Per quanto riguarda l’iconografia, i decreti tridentini stabilivano che le immagini sacre dovessero esporre gli eventi della storia della Salvezza senza divagazioni e con una grande attenzione al vissuto quotidiano di coloro che avrebbero pregato davanti all’opera d’arte, senza dimenticare la riflessione teologica tradizionale sui singoli episodi biblici. Ludovico applica la normativa alla lettera, nel primo caso riducendo al minimo i particolari dello sfondo, che è comunque identificabile, nel secondo collocando ai piedi del leggio della Madonna una cesta dei panni, rievocando la leggenda popolare, attestata nel Protovangelo di Giacomo e cara alla tradizione orientale, secondo la quale l’arcangelo avrebbe cercato di parlare a Maria presso un pozzo, ma ella si sarebbe rifugiata in casa, spaventata dal tuono che annunciava il messo divino.
Gli elementi dello sfondo permettono di qualificare la “casa” come un coro monastico dei tempi di Carracci, illuminato da una grande finestra dalla quale entra la colomba dello Spirito Santo. Il pavimento ha disegni geometrici come nella pittura rinascimentale, ma i colori non sono tali da concentrare l’occhio del visitatore su particolari meramente decorativi. Si intravedono, dietro i personaggi, anche delle porte, chiaro riferimento alle Litanie lauretane: la Madonna è Ianua Coeli.
Maria è presso un grande inginocchiatoio-leggio e sta leggendo i Salmi, come vuole sempre la tradizione iconografica.

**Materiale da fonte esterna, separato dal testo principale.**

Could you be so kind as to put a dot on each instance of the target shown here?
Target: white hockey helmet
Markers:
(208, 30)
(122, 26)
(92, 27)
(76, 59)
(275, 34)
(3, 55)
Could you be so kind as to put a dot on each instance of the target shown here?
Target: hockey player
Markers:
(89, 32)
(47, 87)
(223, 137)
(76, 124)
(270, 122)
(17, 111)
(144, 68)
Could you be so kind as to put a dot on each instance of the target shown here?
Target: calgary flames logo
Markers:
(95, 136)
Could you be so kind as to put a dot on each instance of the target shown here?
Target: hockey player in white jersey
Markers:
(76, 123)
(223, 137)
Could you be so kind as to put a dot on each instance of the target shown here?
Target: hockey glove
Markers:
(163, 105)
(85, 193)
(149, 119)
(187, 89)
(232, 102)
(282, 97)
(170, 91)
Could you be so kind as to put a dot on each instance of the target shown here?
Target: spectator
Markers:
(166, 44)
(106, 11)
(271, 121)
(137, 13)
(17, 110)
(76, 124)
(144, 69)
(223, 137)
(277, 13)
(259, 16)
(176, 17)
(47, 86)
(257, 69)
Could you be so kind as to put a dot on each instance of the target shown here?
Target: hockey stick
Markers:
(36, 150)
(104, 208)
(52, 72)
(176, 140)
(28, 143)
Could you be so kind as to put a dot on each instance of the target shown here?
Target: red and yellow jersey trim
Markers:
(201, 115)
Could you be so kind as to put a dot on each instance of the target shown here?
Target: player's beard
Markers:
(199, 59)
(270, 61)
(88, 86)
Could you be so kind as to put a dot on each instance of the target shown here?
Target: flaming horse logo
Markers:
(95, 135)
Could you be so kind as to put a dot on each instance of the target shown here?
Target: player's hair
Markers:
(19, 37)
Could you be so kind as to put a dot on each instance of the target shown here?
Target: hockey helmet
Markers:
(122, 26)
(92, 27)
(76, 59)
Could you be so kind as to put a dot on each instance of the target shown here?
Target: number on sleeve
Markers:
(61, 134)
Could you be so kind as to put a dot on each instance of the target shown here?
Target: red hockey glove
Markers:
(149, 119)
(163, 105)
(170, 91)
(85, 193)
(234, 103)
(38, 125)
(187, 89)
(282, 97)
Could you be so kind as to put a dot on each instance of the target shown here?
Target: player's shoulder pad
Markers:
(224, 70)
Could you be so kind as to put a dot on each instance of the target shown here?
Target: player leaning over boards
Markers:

L’abito è rosso, colore dell’amore, ma soprattutto della Passione e della natura umana del Nascituro. La Donna è sfiorata dolcemente da un raggio dorato, segno evidente del concepimento verginale.
Importante anche l’abbigliamento dell’angelo: san Gabriele indossa un camice liturgico e una stola rossa incrociata sul petto, il tutto stretto alla vita da un cingolo, alla maniera dei sacerdoti. La simbologia del colore rosso è già nota, così come quella del giglio bianco che dona alla Vergine, mentre non si è riflettuto abbastanza su questa caratterizzazione propriamente liturgica. L’arcangelo porta alla Vergine la parola di Dio, ed essa diventa immediatamente efficace, non appena raccolto il consenso di Maria. Quasi allo stesso modo, il sacerdote cattolico attua efficacemente la Transustanziazione non utilizzando parole sue, ma ripetendo la formula trasmessa da Cristo ai suoi discepoli. Si tratta di un’analogia, perché il modo di agire del prete sulle sacre specie è molto più determinante, ma in entrambi i casi ad operare è lo Spirito Santo. Ad ogni modo, il sacerdote che guarda quest’immagine è richiamato all’essenziale del suo ministero: egli è il mediatore indispensabile che rende ancora Gesù realmente presente nel mondo.